Europe is gripped by its baking temperatures and its worst drought for 500 years. Iconic rivers, such as the Rhine, the Po, and Danube, the lifeblood of countries’ economies, are reduced in some places to a mere trickle.

Tens of millions of Europeans are facing water shortages or some kind of water restrictions.

Lack of water is not the only problem. Across the continent, an area the equivalent to one-fifth of Belgium has been ravaged by wildfires, too. It is set to be a record year for drought, fire, and flames. And things are going to get worse. The European Commission warned this week that drought conditions could soon intensify and affect nearly half the continent.

For tens of millions in Europe, what was once unimaginable has become the new normal. The dire consequences of climate change that scientists have been warning about for decades, have tragically come true.

Europe is not alone. In Africa, too, the drought is raging, with the worst conditions for 40 years in the Horn of Africa.

In China, the unrelenting heat smashed eighty-eight records yesterday. Our world is literally baking and dying.

As bad as things may be now, if we do not act, then our climate emergency is going to get much worse. By mid-century, nearly two-thirds of Americans will experience perilous heat waves, according to new research, with some regions in the Southern U.S. to endure over 70 consecutive days over baking 100 degree heat.

And still even now Big Oil is in denial. Despite our climate emergency, Big Oil’s decarbonization efforts are still setting us on a path to further climate chaos. The oil majors are still not taking climate change seriously.

Earlier in the year, OCI and other civil society groups published an updated assessment of Big Oil’s climate plans. The research found that the climate promises of the major U.S. and European oil and gas companies continue to fail to meet the bare minimum for alignment with the Paris Agreement.

And now a peer reviewed paper, published today in Nature Communications examines the global decarbonization scenarios produced by BP, Shell, and Equinor, and reveals they are all incompatible with the climate objectives of the Paris Agreement, too. The scenarios are what the oil majors plan their investment decisions on.

Leading experts from Climate Analytics analyzed six institutional scenarios published between 2020 and mid-2021, including four from the oil majors and two developed by the world’s energy watchdog, the International Energy Agency.

And to no surprise, they found that the oil majors’ global climate scenarios were not compatible with the Paris Agreement’s goals of limiting warming to 1.5 degrees.

Only the IEA’s so called “Net Zero 2050” scenario was aligned with the criteria for the Paris Agreement.
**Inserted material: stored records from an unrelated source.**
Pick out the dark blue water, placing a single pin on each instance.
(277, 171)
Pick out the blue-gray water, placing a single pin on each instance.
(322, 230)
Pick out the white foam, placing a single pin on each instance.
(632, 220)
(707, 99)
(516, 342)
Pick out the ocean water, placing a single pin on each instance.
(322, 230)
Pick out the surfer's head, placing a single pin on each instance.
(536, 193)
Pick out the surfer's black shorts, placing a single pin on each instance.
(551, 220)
None of the oil companies were compatible. Dr Robert Brecha, co-lead author of the study, said, “Most of the scenarios we evaluated would be classified as inconsistent with the Paris Agreement as they fail to limit warming to well below 2°C, let alone 1.5°C, and would exceed the 1.5°C warming limit by a significant margin.”
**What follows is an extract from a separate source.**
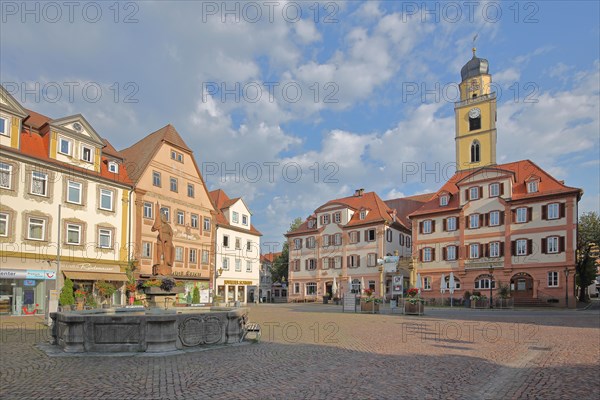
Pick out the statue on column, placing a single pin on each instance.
(165, 251)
So despite our climate emergency, Big Oil continues to lead us on a path of climate catastrophe.

Bill Hare, the CEO and Senior Scientist at Climate Analytics and author on the paper, added: “Fossil fuel companies claim that we can continue to burn oil and gas while keeping to the 1.5°C warming limit, and they cite their own scenarios as justification. But our research shows that their pathways would bust the Paris Agreement. Even temporarily exceeding the 1.5°C warming would lead to catastrophic impacts and severely weaken our ability to adapt to climate change.”